About 5% of the 22,000 faculty, staff and students are regular Wi-Fi users, according to Joshua Krek, senior network administrator with the college's Office of Information Technology.
Last year, the college deployed a mix of all three new access points in high-use areas of the main campus, such as the student union building. There were eight in the beta test: the entry-level 430, the 460 with built-in radios, and the 466 with exterior antenna mounts, the latter for a mesh deployment covering some outside spaces.
Glendale's tests found that a single Wi-Fi client, a laptop, could easily see sustained throughput of "well over" 200Mbps per radio, or more than 400Mbps for each access point, for the 460 and 466 models, Krek says.

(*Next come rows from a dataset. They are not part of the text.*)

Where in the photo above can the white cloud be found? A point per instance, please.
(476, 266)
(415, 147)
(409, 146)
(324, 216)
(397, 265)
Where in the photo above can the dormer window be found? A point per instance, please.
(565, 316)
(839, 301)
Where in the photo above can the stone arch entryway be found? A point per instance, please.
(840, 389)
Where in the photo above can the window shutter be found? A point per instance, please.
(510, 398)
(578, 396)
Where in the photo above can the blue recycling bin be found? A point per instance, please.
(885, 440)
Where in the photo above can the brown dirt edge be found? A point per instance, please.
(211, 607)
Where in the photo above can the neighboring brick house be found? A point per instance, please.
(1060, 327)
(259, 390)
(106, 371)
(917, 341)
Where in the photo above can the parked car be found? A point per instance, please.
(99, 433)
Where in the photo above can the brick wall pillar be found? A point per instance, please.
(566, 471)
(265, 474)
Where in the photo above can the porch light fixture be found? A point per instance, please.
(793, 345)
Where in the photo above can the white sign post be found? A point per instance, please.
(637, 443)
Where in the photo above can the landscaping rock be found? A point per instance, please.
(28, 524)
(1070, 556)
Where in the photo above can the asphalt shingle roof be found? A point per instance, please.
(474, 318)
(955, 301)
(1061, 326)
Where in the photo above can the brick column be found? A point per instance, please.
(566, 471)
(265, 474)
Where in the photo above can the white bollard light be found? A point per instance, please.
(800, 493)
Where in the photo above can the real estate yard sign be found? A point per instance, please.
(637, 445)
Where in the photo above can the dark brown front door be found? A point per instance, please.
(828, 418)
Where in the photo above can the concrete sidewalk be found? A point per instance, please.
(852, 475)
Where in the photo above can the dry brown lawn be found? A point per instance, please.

That meant more throughput could be shared among the 20-30 clients typically associated with each access point.
And the throughput stayed high, and reliable, over much longer distances than before. The exterior mesh using the 466 models "still came close to 200Mbps" over a distance of about two football fields, roughly 750 feet. That was an almost ideal deployment: straight line-of-sight with no obstacles.
As are a growing number of WLAN vendors, HP has introduced with the newest 11n access points several radio optimization features that optional in the 802.11n standard. These include:
- Beam forming: Based on information from the client radio, the access point can adapt its transmit beam signal for a specific, individual client, optimizing the connection.
- Band steering: The access point can detect whether the client radio can run in the 5GHz frequency; if so, the access point can shift that client from 2.4 to 5GHz automatically. The higher frequency has more non-overlapping channels, can offer a larger number of combined channels for maximum throughput, and has less interference than 2.4GHz.
In addition, the 466 model, with exterior antennas, can support what HP calls "concurrent radio operation" in the 5GHz band, meaning both radios can be set to run in that band, without interfering with each other.
All three of the new products can support full 11n features and performance over existing 802.3af power-over-Ethernet infrastructures, according to Roger Sands, director of mobility solutions for HP Networking.
Mobility Manager 3.10 includes a range of improvements, many of them focused on client tracking and trouble-shooting, according to Sands. Network administrators now can see a history of a specific client's locations, and correlate those with Wi-Fi performance metrics, for example.